ENDORPHINS, THE NATURAL OPIOIDS
The physical and psychological benefits of aerobic exercise are well known, and regularly active populations typically report feelings of calm and mild euphoria after moderate to intense activity. These feelings are linked to the production of endorphins— chemicals produced naturally by the body that bind to and activate the mu-opioid receptors. In fact, the word endorphin comes from the marriage of “endogenous morphine.”
Not everyone experiences the “runner’s high”—pretty much in the same way that not everyone experiences euphoric feelings from pain medications. These differences may help to explain why some people enjoy exercise and others don’t and why some people get addicted to opioids—while others can take them or leave them.
CONCLUSION
The opioid crisis is a complex issue that sits at the intersection of healthcare, policy, and individual well-being. While opioids are critical in pain management, their potential for abuse and addiction cannot be ignored. The medical community, governmental bodies, and pharmaceutical companies are working diligently to find safer alternatives for pain relief. Innovations like Cara Therapeutics’ Korsuva and ongoing research at Indiana University are promising steps toward a future where pain can be managed effectively without the risk of addiction. As we continue to explore the science behind opioids, it’s crucial to balance the immediate needs of patients with long-term public health goals. The path forward is fraught with challenges, but it’s a journey we must undertake collectively to mitigate the “big pain” that opioids have inflicted on society.
FREQUENTLY ASKED QUESTIONS
1. What are opioids and how do they work?
Opioids are a class of drugs that are used for treating moderate to severe pain. They work by binding to specific receptors in the central nervous system, reducing the excitability of nerve cells and thus alleviating pain.
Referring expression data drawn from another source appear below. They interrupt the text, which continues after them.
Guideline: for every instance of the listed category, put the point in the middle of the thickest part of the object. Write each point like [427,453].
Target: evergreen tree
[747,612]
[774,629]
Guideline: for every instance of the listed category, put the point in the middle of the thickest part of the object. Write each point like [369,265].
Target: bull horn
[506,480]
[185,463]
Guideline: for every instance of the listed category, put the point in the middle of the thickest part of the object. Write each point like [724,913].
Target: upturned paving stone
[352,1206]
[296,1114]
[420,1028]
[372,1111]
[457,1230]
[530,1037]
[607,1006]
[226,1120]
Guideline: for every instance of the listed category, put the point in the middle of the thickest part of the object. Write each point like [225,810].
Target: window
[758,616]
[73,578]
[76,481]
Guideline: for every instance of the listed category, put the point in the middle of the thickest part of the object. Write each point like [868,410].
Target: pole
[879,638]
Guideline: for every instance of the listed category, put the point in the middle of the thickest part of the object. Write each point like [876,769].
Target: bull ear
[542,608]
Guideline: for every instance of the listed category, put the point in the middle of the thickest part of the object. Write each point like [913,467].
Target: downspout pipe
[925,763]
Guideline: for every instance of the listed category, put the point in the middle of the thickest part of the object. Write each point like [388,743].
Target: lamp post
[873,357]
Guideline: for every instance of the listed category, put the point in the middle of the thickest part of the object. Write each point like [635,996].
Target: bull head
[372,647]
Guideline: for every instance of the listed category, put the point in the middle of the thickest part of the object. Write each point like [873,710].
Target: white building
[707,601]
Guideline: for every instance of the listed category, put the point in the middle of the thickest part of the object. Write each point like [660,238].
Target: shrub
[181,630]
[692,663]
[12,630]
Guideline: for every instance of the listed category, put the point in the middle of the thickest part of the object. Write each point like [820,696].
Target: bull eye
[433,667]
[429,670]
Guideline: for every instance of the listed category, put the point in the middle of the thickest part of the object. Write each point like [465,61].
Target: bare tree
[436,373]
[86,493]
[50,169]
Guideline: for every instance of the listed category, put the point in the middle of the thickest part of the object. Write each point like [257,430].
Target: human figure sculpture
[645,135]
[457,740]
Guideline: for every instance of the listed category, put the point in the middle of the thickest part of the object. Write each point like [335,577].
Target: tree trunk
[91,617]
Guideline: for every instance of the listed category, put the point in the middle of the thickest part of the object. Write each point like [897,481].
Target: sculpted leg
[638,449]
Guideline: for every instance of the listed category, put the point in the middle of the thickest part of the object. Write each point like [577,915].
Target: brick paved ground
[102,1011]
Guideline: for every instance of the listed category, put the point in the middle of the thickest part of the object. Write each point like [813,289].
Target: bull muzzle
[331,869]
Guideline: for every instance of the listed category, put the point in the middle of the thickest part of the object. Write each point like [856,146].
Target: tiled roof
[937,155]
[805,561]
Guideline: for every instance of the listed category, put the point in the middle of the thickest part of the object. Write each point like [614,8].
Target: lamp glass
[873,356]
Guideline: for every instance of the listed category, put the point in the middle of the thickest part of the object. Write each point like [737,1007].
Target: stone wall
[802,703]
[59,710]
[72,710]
2. How are opioids different from NSAIDs?
While both opioids and non-steroidal anti-inflammatory drugs (NSAIDs) are used for pain relief, they work through different mechanisms. NSAIDs like aspirin inhibit enzymes that produce inflammation-causing molecules, whereas opioids work by binding to receptors in the central nervous system.
3. What are the risks associated with opioid use?
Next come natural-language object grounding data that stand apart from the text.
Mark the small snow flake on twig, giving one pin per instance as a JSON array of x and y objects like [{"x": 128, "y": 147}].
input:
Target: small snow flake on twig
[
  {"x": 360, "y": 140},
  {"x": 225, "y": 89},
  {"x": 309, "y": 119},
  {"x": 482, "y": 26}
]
Long-term use of opioids can lead to physical dependence and addiction. Additionally, they can cause respiratory failure in high doses, leading to fatal overdoses.
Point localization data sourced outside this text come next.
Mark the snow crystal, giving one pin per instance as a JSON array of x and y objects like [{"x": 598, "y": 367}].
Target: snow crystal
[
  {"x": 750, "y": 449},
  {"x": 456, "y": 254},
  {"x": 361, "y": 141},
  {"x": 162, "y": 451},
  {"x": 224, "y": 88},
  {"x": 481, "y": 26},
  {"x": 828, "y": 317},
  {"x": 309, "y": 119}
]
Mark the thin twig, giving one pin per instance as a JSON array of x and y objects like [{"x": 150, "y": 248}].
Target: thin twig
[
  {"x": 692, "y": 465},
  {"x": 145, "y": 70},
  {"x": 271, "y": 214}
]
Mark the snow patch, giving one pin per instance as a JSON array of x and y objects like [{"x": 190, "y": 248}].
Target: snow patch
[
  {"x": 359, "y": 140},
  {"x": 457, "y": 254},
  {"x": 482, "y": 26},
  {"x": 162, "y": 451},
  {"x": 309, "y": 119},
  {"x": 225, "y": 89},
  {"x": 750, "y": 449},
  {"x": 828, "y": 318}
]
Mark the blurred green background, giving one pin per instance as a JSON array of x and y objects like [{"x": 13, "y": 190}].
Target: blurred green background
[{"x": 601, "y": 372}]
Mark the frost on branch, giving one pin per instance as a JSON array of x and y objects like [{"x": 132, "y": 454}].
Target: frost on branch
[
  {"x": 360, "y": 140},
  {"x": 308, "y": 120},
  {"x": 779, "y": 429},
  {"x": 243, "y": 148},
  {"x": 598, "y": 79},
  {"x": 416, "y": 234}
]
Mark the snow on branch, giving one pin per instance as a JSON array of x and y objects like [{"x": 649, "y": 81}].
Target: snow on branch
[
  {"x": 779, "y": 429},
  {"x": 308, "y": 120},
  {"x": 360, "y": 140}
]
4. Are there any alternatives to traditional opioid medications?
Yes, there are ongoing efforts to develop less addictive pain medications. For example, Cara Therapeutics has developed Korsuva, which targets different receptors and has shown promise in reducing pain without addictive behaviors.
5. What is naloxone and how does it work?
Naloxone is a drug used to treat opioid overdoses. It acts as a “competitive antagonist” to the mu-opioid receptor, effectively blocking the binding of opioids and reversing the effects of an overdose.
6. What are endorphins?
Endorphins are chemicals produced naturally by the body that bind to and activate the mu-opioid receptors, providing natural pain relief and feelings of well-being.
7. Why do some people get addicted while others don’t?
The reasons for this are complex and can include genetic predisposition, environmental factors, and psychological conditions. Not everyone experiences the euphoric effects of opioids, which may explain why some people become addicted while others do not.